История старой девы сложнее и запутаннее, но обилие действующих лиц, долженствующих появиться в нашей повести, заставляет нас пропустить ее. Довольно сказать, что она любит вспоминать и рассказывать о каком-то старом счастливом времени, о каретах, гуляньях на Крестовском, в Екатерингофе и в Павловске; о том, что в танцклассах она была всегда лучше всех одета и что танцевать с ней кавалеры почитали за честь, что она никогда не позволяла с собою тех вольностей, какие позволяют другие девицы; о флакончиках с духами, благовонных мылах и, наконец, о нем, который так любил ее, так любил, что и сказать нельзя, и всякий раз, когда приезжал, привозил ей непременно подарок, а приезжал он иногда раза три на день. Но он уехал… Она ждала, ждала, не дождалась и переехала к той же доброй хозяйке, которая берет так дешево и у которой всегда приличная такая компания. Но если вы подумаете, что надежда уже совсем покинула ее сердце, что для нее нет уже ничего в жизни, вы обманетесь. Нет, она ждет еще и теперь. Жизнь ее полна. Как только проснется она, тотчас к зеркалу — прихорашиваться, подмолаживаться, чешет длинную-длинную косу и сама заглядывается на нее и по часам над нею задумывается… о чем? распуская пукольки, завернутые с вечера в папильотки, вытирает лицо каким-то лоскутком, похожим на лоскуток замши, и потом, надев распашной капот, из которого выглядывает белая как снег, туго накрахмаленная юбка, садится к окну и устремляет меланхолический взор на старую безобразную стену сарая, торчащую перед окнами флигеля. Ее зовут Ольгой Петровной. Она говорит протяжно, стараясь придать каждому слову нежное выражение, хотя бы дело шло о капусте, и вообще держит себя как женщина, знающая, что такое хороший тон, и сама принадлежащая к хорошему тону. Хороший тон- конек ее.

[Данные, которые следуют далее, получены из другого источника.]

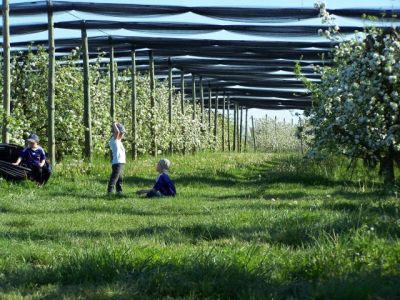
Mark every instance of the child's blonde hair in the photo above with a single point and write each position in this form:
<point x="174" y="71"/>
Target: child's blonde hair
<point x="164" y="164"/>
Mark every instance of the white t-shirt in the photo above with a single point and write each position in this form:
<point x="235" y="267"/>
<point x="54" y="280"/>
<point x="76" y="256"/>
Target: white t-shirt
<point x="118" y="151"/>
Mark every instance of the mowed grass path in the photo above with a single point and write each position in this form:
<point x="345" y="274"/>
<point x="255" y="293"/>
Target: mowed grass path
<point x="249" y="226"/>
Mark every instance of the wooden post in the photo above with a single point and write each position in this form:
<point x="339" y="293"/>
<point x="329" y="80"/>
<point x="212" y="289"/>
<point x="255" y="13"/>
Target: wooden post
<point x="183" y="106"/>
<point x="234" y="127"/>
<point x="241" y="129"/>
<point x="87" y="114"/>
<point x="152" y="104"/>
<point x="237" y="128"/>
<point x="51" y="86"/>
<point x="182" y="92"/>
<point x="134" y="105"/>
<point x="223" y="124"/>
<point x="216" y="120"/>
<point x="6" y="71"/>
<point x="254" y="133"/>
<point x="194" y="96"/>
<point x="112" y="81"/>
<point x="266" y="129"/>
<point x="229" y="124"/>
<point x="301" y="138"/>
<point x="201" y="101"/>
<point x="245" y="131"/>
<point x="209" y="107"/>
<point x="170" y="100"/>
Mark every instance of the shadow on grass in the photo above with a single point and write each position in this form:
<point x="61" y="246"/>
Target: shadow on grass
<point x="106" y="274"/>
<point x="302" y="230"/>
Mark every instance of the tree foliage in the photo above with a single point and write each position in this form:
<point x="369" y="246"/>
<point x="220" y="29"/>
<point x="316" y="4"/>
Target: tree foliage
<point x="356" y="106"/>
<point x="29" y="109"/>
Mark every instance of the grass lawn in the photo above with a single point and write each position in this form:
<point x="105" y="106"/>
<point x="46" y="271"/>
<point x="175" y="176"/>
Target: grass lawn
<point x="249" y="226"/>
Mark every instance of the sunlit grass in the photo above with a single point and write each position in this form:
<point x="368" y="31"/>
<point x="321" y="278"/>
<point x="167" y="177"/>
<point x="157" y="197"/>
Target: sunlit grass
<point x="242" y="226"/>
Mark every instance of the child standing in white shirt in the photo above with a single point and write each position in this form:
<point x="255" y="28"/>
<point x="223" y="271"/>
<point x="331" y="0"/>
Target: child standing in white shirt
<point x="118" y="158"/>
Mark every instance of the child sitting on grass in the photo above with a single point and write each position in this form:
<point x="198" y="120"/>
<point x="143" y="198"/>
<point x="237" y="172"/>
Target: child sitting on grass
<point x="33" y="157"/>
<point x="163" y="186"/>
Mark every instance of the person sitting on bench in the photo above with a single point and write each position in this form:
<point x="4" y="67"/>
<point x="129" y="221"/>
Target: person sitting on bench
<point x="33" y="157"/>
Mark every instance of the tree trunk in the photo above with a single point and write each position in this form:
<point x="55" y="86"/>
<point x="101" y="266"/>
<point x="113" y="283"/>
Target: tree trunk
<point x="387" y="167"/>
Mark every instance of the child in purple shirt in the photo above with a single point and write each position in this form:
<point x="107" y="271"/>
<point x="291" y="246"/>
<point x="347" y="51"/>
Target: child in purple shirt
<point x="163" y="186"/>
<point x="33" y="157"/>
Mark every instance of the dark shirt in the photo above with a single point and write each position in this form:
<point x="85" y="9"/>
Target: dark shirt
<point x="164" y="185"/>
<point x="33" y="157"/>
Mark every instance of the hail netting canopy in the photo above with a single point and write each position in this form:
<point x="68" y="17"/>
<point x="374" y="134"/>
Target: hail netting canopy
<point x="246" y="50"/>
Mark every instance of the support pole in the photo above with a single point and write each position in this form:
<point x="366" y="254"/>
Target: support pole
<point x="182" y="92"/>
<point x="183" y="106"/>
<point x="216" y="120"/>
<point x="254" y="133"/>
<point x="209" y="107"/>
<point x="112" y="82"/>
<point x="87" y="113"/>
<point x="223" y="124"/>
<point x="229" y="124"/>
<point x="170" y="100"/>
<point x="194" y="96"/>
<point x="237" y="129"/>
<point x="51" y="87"/>
<point x="234" y="127"/>
<point x="6" y="71"/>
<point x="201" y="101"/>
<point x="134" y="105"/>
<point x="152" y="104"/>
<point x="245" y="131"/>
<point x="241" y="129"/>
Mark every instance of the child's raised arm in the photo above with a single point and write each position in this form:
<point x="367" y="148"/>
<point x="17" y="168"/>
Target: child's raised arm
<point x="116" y="132"/>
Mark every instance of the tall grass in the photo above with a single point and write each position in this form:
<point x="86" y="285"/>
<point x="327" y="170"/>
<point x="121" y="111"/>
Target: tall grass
<point x="250" y="226"/>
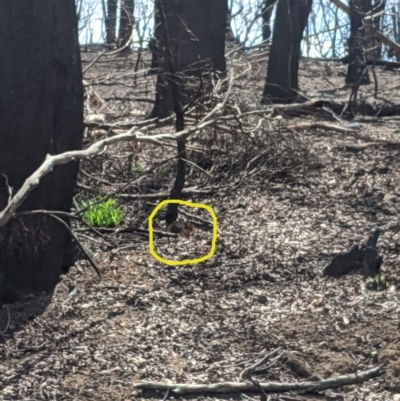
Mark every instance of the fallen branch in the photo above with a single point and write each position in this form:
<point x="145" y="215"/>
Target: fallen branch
<point x="97" y="148"/>
<point x="270" y="387"/>
<point x="331" y="127"/>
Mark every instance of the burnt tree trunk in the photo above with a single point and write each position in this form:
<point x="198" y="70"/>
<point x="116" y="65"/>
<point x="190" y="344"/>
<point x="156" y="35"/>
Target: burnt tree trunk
<point x="41" y="112"/>
<point x="357" y="73"/>
<point x="126" y="24"/>
<point x="189" y="40"/>
<point x="282" y="74"/>
<point x="110" y="21"/>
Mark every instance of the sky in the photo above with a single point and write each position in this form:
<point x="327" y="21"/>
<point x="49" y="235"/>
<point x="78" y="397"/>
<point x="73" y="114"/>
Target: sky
<point x="323" y="40"/>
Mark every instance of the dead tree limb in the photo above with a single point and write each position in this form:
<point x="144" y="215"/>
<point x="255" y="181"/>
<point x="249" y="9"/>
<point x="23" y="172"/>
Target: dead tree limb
<point x="331" y="127"/>
<point x="269" y="387"/>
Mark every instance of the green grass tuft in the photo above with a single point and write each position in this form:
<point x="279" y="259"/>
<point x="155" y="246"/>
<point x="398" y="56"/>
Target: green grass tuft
<point x="103" y="214"/>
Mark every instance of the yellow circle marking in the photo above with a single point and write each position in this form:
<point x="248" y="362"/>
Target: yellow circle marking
<point x="186" y="261"/>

Наконец надобно сказать кстати несколько слов о хозяйке. Хотя и вдова, и старая дева, и все жильцы и жилицы, какие когда-нибудь у нее были, называли ее доброй Аксиньей Ивановной, однако ж Дурандиха (Дурандихой звали ее потому, что муж ее, отставной унтер-офицер, человек очень почтенный, который, впрочем, всё спал, так что даже и сама хозяйка забывала, что у нее есть муж, прозывался Дурандин), Дурандиха, однако ж, была <…>
Столько в течение двадцати с лишком лет казарменной жизни наслушалась она солдатских речей, перебранок и всяких выразительных междометий, на которых основалось мнение о богатстве и разнообразии русского языка, так была окурена корешками и смрадной махоркой, столько перестирала рубах и всякой солдатской рухляди и, наконец, столько залечила ран и разных глубоких проломов на висках и лбу, нанесенных ей артелью солдат, среди которой жила она, что совершенно пропала, замерла и переродилась ее женская натура и вышел из нее точь-в-точь солдат в юбке, — да еще солдат грубый, буйный и взбалмошный. Высокая ростом, широкая в плечах, она и с виду походила больше на мужчину, чем на женщину. На лице ее была вся ее жизнь — выражение доли суровой, но вынесенной с тем особого рода стоицизмом, который с отвратительною уверенностию противупоставляет палочным и всяким ударам надежную крепость спины и затылка, всевозможным нравственным унижениям — закоснелость несокрушимую. Такой стоицизм, нередко встречающийся на Руси, выражается словом «околотился». Приемы имела она резкие и неприятные, говорила громко и грубо, разгорячась, бранилась, как матрос, стучала кулаком по столу, любила пить водку. Словом, то была одна из тех фурий, которые отравляют жизнь всех привязанных к ним какими-нибудь узами, одна из тех фурий, в которых судьба посылает иногда единственную опору существам слабым и робким, когда хочет подвергнуть их тяжкому испытанию.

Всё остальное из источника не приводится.